The Secret Service prefers not to publicize incidents of Presidential assassination threats, because it believes that it will generate more criminal behavior, especially among the mentally ill. Reports have circulated in the British press that Barack Obama received four times as many threats as his predecessor, a claim that Secret Service Director Mark Sullivan denies. Historically, prosecutions for presidential assassination threats have risen during periods of national crisis, such as the World Wars and the Vietnam War era. New communication technologies such as Facebook, MySpace, and Twitter have become vectors for investigated alleged threats against the President. After the 2016 Presidential election mashable.com reported 12,000 calls for President Donald Trump's assassination in Twitter.

===Legislators===
There have been comparatively few physical assaults on Members of Congress. On May 22, 1856, Senator Charles Sumner was savagely beaten down to the floor of the Senate chamber with a gold-knobbed cane by Representative Preston Brooks after Sumner delivered a fiery oration against slavery. In 1954, four Puerto Rican nationalists opened fire on the House chamber, wounding five Members of Congress. In 1978, Representative Leo Ryan was shot and killed in Jonestown, Guyana, becoming the only member of Congress to lose his life in the line of duty. Representative Gabby Giffords was shot and severely injured in January 2011 outside a supermarket where she met with constituents. Representative Steve Scalise was gravely wounded in 2017 when he was shot by a former volunteer for Bernie Sanders's 2016 Presidential campaign. Senator Rand Paul suffered several rib fractures and developed pneumonia after a November 2017 attack by a neighbor over a dispute over lawn care.

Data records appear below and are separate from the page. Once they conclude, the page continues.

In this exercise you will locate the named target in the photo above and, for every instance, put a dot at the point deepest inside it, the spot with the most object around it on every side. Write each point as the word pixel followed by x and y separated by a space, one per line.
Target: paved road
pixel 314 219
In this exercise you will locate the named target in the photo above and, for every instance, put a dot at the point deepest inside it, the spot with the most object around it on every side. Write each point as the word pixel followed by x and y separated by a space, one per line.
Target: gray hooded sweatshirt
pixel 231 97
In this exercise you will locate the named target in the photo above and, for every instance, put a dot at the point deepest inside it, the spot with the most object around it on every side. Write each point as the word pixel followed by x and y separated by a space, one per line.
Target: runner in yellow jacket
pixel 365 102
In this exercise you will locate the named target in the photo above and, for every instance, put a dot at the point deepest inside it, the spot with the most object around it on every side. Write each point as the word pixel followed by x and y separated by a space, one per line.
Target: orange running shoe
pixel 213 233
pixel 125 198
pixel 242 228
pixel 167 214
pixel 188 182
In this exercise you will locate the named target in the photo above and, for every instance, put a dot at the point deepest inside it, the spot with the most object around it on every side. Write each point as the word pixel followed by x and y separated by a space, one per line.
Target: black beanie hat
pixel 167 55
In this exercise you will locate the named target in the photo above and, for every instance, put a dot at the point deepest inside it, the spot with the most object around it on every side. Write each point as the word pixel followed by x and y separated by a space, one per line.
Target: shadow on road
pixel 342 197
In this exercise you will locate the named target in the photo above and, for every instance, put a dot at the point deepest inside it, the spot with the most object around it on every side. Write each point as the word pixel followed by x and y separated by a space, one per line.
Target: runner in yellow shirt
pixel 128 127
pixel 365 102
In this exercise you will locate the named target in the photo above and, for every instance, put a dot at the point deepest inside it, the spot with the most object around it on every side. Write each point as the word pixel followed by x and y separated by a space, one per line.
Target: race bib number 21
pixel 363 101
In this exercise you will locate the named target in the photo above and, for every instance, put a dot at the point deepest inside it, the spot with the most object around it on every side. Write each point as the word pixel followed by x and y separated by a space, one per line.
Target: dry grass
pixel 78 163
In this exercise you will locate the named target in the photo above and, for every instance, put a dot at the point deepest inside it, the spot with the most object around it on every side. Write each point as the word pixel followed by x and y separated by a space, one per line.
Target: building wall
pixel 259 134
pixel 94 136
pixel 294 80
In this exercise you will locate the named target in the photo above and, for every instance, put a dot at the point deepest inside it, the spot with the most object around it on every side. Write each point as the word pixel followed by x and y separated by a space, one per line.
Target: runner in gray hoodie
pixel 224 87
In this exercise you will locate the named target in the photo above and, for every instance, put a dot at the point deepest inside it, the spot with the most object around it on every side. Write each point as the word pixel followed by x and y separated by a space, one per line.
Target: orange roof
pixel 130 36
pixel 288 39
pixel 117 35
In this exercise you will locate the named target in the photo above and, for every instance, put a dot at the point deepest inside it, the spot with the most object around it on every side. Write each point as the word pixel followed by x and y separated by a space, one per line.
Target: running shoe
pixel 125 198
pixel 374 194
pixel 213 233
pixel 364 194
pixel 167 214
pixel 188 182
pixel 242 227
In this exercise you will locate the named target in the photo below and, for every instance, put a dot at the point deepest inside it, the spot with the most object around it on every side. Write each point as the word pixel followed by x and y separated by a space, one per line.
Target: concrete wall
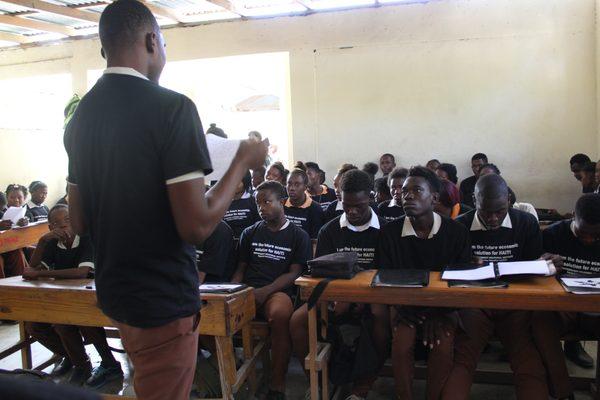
pixel 445 79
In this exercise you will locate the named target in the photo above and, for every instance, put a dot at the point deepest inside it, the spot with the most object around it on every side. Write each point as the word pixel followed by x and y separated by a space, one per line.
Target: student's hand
pixel 30 274
pixel 555 260
pixel 438 327
pixel 23 222
pixel 406 316
pixel 252 153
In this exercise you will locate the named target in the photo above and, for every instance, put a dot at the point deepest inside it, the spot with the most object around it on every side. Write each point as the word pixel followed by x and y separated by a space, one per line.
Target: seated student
pixel 387 162
pixel 357 229
pixel 433 164
pixel 277 172
pixel 316 189
pixel 300 208
pixel 36 209
pixel 215 258
pixel 578 242
pixel 61 254
pixel 335 208
pixel 242 212
pixel 588 177
pixel 448 172
pixel 449 201
pixel 382 190
pixel 423 240
pixel 576 163
pixel 13 263
pixel 272 254
pixel 498 233
pixel 391 210
pixel 467 186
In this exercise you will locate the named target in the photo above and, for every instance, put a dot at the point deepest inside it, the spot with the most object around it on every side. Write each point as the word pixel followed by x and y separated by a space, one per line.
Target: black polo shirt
pixel 269 254
pixel 578 258
pixel 128 138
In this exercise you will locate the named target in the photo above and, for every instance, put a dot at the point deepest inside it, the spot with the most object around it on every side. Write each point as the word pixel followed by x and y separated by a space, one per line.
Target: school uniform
pixel 549 327
pixel 390 210
pixel 400 248
pixel 326 197
pixel 129 129
pixel 241 214
pixel 66 340
pixel 36 212
pixel 217 255
pixel 268 255
pixel 518 239
pixel 308 216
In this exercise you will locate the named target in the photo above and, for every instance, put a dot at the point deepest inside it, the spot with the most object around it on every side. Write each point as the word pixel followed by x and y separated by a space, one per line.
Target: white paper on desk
pixel 538 267
pixel 475 274
pixel 14 214
pixel 221 152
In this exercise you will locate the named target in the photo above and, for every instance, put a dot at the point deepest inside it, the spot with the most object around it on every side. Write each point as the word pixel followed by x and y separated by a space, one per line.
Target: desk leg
pixel 227 370
pixel 25 351
pixel 312 343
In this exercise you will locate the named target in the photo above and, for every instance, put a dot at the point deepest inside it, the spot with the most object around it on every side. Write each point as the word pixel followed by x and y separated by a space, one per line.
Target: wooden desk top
pixel 17 238
pixel 537 293
pixel 73 301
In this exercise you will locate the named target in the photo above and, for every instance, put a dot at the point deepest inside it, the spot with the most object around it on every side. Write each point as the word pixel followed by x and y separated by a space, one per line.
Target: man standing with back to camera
pixel 130 133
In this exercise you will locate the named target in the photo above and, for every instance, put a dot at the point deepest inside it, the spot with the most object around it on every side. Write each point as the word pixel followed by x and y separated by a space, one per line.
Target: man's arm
pixel 197 213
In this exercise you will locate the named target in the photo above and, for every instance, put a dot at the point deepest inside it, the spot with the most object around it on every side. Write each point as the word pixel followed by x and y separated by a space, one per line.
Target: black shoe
pixel 275 395
pixel 101 375
pixel 62 367
pixel 80 375
pixel 575 352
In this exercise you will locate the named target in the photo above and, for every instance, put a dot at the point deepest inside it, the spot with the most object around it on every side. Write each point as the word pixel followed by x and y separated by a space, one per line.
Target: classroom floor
pixel 297 383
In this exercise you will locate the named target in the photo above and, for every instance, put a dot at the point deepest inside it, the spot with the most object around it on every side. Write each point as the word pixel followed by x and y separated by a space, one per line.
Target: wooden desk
pixel 17 238
pixel 74 302
pixel 539 293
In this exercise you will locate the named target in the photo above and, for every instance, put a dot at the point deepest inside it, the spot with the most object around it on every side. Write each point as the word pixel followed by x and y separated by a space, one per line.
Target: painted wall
pixel 445 79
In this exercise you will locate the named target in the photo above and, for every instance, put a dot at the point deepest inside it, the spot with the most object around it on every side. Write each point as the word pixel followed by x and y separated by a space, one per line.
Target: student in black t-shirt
pixel 498 233
pixel 60 254
pixel 422 240
pixel 578 242
pixel 467 186
pixel 36 209
pixel 357 229
pixel 126 129
pixel 273 253
pixel 335 207
pixel 391 210
pixel 242 212
pixel 319 192
pixel 300 208
pixel 217 255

A data analysis by the Prosecution Project for the Monitor found that since the 1990s, the majority of felony prosecutions involved death threats by right-wing extremists against Democratic politicians. A similar analysis in 2018 that included felony and misdemeanor prosecutions – a larger data set – also found that Democrats were far more likely to be targeted.

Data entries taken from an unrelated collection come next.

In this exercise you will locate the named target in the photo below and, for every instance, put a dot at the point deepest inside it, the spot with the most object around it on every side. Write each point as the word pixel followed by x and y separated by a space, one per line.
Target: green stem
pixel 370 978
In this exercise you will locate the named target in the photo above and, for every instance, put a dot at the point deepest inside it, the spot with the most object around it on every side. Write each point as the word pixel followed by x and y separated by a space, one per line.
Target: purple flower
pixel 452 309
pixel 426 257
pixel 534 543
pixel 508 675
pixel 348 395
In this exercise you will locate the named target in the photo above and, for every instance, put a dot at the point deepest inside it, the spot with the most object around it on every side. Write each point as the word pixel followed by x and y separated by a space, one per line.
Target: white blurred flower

By contrast, the recent wave of indictments shows that pro-Trump individuals may be as likely to level death threats against Republicans as Democrats. No similar pattern has emerged on the political left.

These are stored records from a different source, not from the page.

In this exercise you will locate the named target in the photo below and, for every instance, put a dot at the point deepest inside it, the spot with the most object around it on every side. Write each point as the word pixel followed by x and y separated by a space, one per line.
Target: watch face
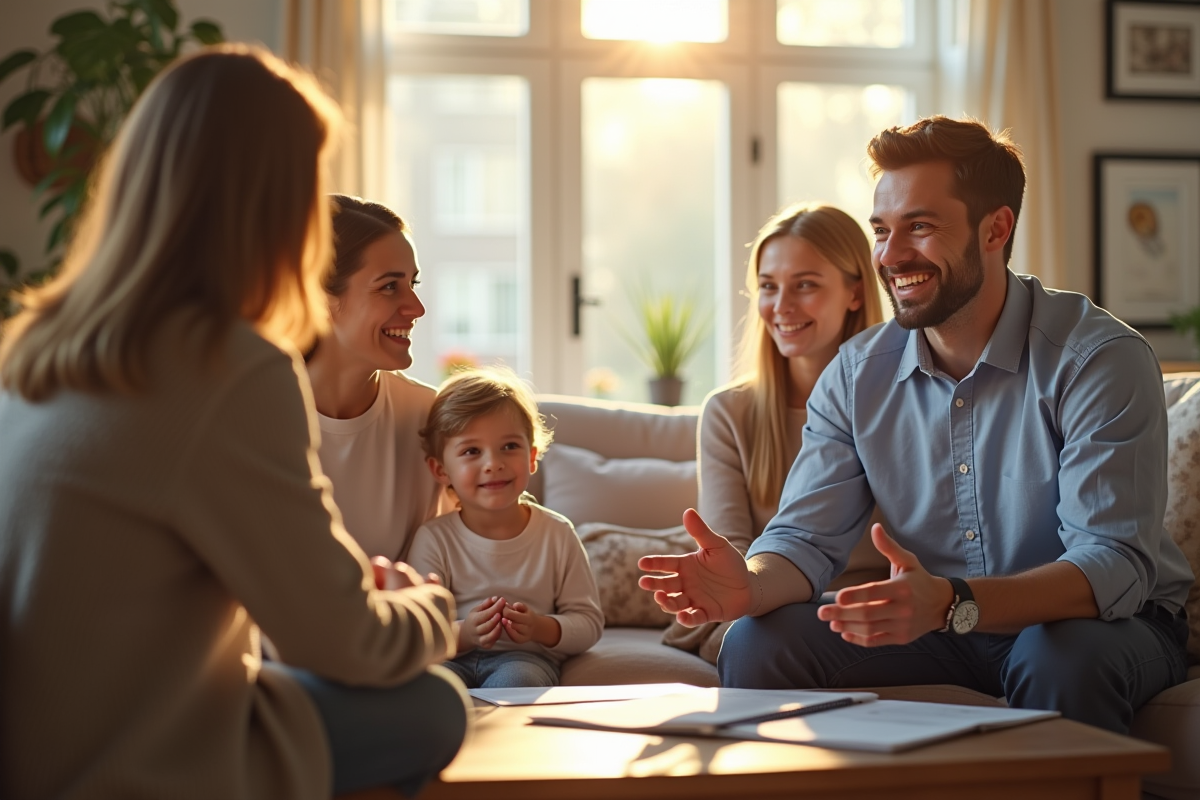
pixel 966 617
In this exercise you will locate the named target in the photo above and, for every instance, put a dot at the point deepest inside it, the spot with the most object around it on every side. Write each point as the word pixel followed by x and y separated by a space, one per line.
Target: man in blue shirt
pixel 1014 439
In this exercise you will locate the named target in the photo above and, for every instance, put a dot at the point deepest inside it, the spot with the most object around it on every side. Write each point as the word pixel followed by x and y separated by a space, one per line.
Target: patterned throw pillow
pixel 613 552
pixel 1182 518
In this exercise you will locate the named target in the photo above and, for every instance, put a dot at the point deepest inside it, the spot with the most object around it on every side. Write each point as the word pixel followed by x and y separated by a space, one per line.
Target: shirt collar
pixel 1005 347
pixel 1007 342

Threats and intimidation directed against Members of Congress are more common than physical assaults. A prominent example was the burning of a cross, an intimidation tactic of the Ku Klux Klan, on House Speaker Sam Rayburn's front lawn in Texas during debate on civil rights legislation in the 1960s. The United States Capitol Police investigates threats against Members of Congress and reports to the chair and Ranking Member of the Committee on House Administration and/or the United States Senate Committee on Rules and Administration.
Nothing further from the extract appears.